Safety must never be paramount

Una salus victus nullam sperare salutem
[The one hope of the doomed is not to hope for safety.]

Somehow the topic this week is activism, esp. activism for equality and against feminism (the kind of today’s mainstream feminism that sees only women’s disadvantages and ignores when men suffer from the same problems).

An addendum to yesterday’s posting, which was already quite long — one thing that also bugged my about the comment:

“‘Tragically, women journalists are under bigger threat than their male colleagues when it comes to attacks, bullying, threats, cyber-bullying, rape and abuse; all effective tools to silence women’s voices in the media. As we encourage more and more women into the profession, their safety must be paramount,’ said IFJ Gender Council co-chair Mindy Ran.”
http://www.ifj.org/en/articles/ifj-launches-global-campaign-to-end-violence-against-women-journalists

is the last sentence: “their safety must be paramount”.

Really?

I think this is the kind of feel good assertions we can expect from today’s feminism. If you look at that assertion in the cold light of the day, it crumbles to dust.

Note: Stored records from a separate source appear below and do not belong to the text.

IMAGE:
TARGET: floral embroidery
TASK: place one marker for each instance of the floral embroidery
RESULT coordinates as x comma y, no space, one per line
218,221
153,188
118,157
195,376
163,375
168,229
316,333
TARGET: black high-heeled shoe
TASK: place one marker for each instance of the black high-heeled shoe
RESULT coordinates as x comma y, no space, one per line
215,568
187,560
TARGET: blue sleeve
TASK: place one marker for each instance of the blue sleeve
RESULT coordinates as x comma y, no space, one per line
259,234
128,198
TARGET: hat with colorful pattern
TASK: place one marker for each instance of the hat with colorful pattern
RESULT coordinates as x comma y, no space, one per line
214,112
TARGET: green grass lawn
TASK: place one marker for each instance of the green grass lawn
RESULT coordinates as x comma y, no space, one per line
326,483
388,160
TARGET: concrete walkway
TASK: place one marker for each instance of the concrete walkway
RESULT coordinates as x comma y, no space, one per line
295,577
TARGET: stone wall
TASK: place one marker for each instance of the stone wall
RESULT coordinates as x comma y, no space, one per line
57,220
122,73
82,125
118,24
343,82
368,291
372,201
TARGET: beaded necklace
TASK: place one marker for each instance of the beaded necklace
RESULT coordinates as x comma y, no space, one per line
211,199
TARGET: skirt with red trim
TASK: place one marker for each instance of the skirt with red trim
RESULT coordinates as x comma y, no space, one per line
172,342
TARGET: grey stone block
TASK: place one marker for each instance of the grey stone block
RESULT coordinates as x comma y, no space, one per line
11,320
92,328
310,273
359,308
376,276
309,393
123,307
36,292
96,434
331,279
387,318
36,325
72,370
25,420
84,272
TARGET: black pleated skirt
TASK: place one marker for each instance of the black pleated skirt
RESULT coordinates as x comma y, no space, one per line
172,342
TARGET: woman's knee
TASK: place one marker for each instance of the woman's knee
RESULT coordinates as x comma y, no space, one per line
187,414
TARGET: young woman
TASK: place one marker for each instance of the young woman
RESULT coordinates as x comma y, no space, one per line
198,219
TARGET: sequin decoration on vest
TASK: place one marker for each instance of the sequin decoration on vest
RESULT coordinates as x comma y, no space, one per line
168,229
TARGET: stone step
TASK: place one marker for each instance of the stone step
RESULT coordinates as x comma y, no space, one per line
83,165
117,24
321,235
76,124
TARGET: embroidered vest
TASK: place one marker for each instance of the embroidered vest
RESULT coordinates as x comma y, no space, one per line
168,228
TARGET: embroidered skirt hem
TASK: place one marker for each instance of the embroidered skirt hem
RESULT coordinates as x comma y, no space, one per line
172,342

If safety is paramount — in any job — then you cannot do the job.

Any job has inherent risks — no matter how small. There are benefits of taking risks, in the case of journalism for society and for one’s own reputation — but there is also risk, in the extreme for one’s life (again, see yesterday’s posting). You try to control the risk as much as possible, but you know there is some risk left, and you decide whether possible benefits are worth it. Making safety paramount strikes me like wanting to have a carte blanche to pursue an impossible and unachievable goal.

It also fits to the usual narrative that women are victims, in danger, and being abused and that men should do everything in their power to protect women. Their lives are disposable and if they are not (possible) perpetrators the only worth they have is to protect women.

Seriously, I’m not making this up.

No wonder that the people who are really interested in equality look at what feminism actually does and turn away from feminism in disgust. And personally, I have a high respect for women speaking out against feminism. It takes integrity to speak out against something that is both unjust and unjust in their favor.

Anyway — wanting to make safety paramount, esp. when it comes to professions like journalism, might do more harm to women in journalism than any threats or abuse ever could. It puts women in a cage. And to bring the topic back to the topic of this blog, the same is true for any creative endeavor. Risk is part of the game — you cannot eliminate risk, it would eliminate the creativity as well.